Le cycle d'Assise répond à un souci affirmé d'unité, même si différents élèves de Giotto ont participé à la réalisation de telle ou telle fresque. Le peintre module l'intensité dramatique des
scènes pour faire ressortir toutes les nuances du comportement et du message spirituel de saint François. Au fil des épisodes, il met l'accent sur la tendresse, sur la sérénité, sur le lyrisme,
sur l'aura qui se dégage du Poverello. Il fait alterner le miraculeux avec le quotidien, le récit hagiographique avec la relation pure et simple d'un événement particulier. Saint
François est à ses yeux un héros humain : il n'est pas un modèle, mais un exemple, dont l'homme reste proche en dépit de la distance infinie qui le sépare de sa sainteté. De ce point de vue, le
cycle d'Assise est peut-être l'un des monuments les moins « cléricaux » de l'art religieux. Les six premiers panneaux du cycle évoquent la préparation à la sainteté. François n'y
apparaît revêtu de la robe brune que dans le dernier épisode.
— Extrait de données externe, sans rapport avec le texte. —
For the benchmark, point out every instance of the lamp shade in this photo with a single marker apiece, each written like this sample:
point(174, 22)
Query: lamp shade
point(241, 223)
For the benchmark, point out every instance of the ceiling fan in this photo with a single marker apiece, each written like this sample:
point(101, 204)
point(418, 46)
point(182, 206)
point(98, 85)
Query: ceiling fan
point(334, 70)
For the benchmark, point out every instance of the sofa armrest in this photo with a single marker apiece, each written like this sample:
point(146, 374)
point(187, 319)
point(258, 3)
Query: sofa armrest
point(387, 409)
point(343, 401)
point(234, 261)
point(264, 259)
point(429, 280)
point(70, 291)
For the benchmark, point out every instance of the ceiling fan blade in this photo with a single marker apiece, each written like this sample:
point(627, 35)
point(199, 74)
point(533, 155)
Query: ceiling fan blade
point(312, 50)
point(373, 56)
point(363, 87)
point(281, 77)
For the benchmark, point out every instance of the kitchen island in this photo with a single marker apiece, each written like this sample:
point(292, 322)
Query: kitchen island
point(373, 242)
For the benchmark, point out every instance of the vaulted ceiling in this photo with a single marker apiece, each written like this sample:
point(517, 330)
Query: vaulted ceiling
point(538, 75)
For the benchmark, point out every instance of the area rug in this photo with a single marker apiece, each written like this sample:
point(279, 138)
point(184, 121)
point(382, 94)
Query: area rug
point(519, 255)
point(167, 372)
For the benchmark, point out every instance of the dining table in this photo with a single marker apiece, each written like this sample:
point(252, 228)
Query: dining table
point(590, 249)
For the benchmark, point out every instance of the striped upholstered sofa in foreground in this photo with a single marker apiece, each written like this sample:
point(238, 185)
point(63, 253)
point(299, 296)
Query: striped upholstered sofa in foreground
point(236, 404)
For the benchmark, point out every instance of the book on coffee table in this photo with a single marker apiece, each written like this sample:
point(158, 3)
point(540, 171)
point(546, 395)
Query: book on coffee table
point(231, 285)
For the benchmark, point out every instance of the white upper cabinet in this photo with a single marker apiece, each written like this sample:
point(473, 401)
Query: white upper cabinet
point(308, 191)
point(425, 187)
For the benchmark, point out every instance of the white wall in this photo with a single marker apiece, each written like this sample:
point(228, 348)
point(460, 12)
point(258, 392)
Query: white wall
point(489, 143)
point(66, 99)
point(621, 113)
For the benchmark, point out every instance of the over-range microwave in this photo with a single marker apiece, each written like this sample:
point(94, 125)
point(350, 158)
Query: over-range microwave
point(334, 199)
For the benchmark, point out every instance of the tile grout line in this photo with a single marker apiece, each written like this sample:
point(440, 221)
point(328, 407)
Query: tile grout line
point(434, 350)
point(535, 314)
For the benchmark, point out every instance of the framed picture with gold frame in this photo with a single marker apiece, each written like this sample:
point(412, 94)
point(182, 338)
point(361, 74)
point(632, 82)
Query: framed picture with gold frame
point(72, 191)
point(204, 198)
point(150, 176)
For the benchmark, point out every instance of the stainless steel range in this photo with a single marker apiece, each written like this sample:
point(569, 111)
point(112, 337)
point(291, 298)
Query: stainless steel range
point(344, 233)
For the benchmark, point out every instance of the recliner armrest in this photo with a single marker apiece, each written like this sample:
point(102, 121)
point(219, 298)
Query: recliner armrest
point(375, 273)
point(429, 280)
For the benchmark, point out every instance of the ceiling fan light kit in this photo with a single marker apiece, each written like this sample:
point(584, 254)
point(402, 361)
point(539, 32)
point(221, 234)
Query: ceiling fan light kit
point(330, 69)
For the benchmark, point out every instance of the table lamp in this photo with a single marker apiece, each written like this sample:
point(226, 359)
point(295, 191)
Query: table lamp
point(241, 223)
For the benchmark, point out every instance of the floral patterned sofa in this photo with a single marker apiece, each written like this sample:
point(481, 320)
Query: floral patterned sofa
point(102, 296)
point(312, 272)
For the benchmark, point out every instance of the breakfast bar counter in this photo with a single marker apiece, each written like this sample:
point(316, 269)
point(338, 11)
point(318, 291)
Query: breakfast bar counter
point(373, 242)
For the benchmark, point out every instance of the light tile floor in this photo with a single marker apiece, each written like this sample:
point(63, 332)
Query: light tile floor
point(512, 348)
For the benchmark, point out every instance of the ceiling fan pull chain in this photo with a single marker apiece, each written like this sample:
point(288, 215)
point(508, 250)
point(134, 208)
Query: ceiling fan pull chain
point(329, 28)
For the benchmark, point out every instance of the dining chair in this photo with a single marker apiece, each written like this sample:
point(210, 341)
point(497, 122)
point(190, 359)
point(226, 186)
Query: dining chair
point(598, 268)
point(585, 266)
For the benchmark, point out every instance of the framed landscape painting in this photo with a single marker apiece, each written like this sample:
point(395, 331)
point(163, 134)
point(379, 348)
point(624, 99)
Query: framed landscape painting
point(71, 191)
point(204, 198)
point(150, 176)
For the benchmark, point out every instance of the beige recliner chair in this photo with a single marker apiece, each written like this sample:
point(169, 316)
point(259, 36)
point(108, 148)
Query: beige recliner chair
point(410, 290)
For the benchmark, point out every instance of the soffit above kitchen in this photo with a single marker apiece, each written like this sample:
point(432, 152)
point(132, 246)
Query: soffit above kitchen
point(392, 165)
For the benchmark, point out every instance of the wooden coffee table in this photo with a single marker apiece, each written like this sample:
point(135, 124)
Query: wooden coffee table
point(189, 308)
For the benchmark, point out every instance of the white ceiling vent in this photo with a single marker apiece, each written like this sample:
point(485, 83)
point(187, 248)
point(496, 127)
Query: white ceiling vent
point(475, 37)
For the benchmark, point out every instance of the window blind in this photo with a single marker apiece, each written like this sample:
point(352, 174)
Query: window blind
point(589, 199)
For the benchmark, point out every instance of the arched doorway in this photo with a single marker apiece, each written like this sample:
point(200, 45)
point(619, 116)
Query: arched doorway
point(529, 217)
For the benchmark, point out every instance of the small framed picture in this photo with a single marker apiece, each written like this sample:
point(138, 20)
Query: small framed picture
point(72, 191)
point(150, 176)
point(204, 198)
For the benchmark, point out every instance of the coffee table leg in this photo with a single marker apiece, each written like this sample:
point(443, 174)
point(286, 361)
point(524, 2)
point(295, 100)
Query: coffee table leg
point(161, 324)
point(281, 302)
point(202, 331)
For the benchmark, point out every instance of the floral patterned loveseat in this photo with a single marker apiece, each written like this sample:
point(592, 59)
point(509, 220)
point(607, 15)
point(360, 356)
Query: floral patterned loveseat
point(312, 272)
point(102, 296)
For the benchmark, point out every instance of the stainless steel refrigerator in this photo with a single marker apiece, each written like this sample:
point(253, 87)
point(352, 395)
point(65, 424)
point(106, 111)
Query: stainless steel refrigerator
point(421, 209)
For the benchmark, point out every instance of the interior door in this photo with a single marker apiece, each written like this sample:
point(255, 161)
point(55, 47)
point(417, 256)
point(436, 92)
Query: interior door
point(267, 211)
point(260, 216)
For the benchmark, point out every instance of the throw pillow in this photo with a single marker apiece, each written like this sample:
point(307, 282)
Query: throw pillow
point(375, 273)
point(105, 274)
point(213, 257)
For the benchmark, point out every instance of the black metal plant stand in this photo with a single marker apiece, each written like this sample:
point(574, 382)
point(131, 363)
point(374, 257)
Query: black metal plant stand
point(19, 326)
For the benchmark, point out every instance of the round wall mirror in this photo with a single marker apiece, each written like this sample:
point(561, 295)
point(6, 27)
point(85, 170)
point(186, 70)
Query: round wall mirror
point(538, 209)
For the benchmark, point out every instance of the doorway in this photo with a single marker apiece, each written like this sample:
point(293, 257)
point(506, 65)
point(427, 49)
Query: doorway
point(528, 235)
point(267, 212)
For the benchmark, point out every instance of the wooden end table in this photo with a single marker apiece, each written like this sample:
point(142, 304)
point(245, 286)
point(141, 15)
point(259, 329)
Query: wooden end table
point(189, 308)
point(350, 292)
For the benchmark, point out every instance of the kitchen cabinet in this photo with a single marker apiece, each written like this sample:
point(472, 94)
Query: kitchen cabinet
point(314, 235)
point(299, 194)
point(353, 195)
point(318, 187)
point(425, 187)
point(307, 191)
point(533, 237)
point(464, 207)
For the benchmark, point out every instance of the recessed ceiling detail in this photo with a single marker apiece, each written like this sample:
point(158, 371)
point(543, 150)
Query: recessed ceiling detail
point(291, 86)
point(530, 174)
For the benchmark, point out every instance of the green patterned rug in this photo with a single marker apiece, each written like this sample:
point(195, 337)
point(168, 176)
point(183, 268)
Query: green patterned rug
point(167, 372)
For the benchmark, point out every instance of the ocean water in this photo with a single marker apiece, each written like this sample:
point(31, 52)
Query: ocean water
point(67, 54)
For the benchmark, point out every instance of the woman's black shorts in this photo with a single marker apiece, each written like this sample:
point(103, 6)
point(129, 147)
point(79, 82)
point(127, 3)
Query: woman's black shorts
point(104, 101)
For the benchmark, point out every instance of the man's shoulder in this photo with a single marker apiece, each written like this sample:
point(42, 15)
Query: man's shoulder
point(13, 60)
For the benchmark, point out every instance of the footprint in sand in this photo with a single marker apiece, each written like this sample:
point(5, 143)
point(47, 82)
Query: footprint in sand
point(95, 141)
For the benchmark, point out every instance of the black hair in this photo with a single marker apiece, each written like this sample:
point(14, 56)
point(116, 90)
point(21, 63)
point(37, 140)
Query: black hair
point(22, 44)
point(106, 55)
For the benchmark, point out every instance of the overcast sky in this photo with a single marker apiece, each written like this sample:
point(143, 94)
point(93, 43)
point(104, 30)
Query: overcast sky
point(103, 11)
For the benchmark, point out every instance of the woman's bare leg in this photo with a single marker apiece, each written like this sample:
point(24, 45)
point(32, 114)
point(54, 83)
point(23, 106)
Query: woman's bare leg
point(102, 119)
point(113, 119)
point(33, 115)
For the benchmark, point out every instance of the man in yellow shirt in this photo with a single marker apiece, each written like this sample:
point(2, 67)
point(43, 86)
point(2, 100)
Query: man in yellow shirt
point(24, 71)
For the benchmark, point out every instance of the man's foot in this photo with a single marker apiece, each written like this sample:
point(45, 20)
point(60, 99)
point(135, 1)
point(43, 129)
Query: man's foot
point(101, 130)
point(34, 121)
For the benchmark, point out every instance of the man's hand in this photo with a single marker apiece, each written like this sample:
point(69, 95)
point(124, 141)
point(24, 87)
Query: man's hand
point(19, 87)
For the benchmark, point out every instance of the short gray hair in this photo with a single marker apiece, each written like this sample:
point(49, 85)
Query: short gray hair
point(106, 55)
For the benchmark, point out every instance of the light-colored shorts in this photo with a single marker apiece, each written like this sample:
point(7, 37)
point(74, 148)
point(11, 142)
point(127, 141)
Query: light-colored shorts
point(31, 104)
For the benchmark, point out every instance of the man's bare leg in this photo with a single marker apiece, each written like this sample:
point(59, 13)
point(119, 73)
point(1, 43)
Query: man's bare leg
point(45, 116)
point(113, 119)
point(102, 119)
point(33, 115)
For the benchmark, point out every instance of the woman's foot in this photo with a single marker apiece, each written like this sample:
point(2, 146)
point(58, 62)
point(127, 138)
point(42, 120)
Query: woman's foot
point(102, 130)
Ainsi à Assise, dans cette église baignée par la douce lumière de l'Ombrie, devant tous ces chefs-d'oeuvre qui n'ont rien perdu de leur force, on prend conscience du fait que la renommée de Giotto n'est pas près de s'éteindre. J'ai extrait de mes archives ce texte rédigé le 28 avril 1987 lorsque j'étais étudiante en lettres et civilisation italiennes à l'Université Paris X-Nanterre. Par ce texte et les images qui l'accompagnent, je souhaite prolonger la renommée de Giotto dans la mémoire collective. Puisse ma modeste contribution à raconter quelques panneaux de la vie de saint François apporter à des collégiens, des lycéens et des étudiants de ce début de XXIe siècle à approfondir leurs connaissances sur Giotto en particulier et la culture italienne en général. Xavier Darcos, ex-ministre de l'Education nationale (2007-2009) remplacé en juillet par Luc Châtel a osé déclarer que l'italien est une langue rare. En ma qualité d'italianiste, il m'est difficile d'admettre un tel propos.
Jean Giono, dans son livre
Voyage en Italie, écrit : Ici point de cariatides ni de vieux
écussons, mais le crépi comme seul peut le faire un bon maçon piémontais. C'est une joie de l'oeil. La chaux est dosée de telle façon qu'elle boit la lumière. Sous certains angles les façades
apparaissent irisées comme de la nacre. La peinture des volets est d'une justesse de ton qui dénote un sens très sûr et subtil de la couleur et des rapports. Il y a des verts dégradés sur des
roses très fins que le soleil fait éclater dans le mélange de chaux et de sable, des bleus frottés posés sur des blancs gris et cent exemples de cette harmonie de bruns, d'ocres légers, de
pourpre éteinte qui est dans Giotto.
Dix ans après la rédaction de mon texte, le 26 septembre 1997, à 2 h
33 du matin, un tremblement de terre ravage Assise. Quelques heures plus tard, le cauchemar recommence. A 11 h 42, une secousse plus violente - 5,8 sur l'échelle de Richter - fait s'effondrer une
partie de la voûte de la basilique et cause de nombreuses victimes.

Assise (Ombrie - Italie), Basilique Saint François.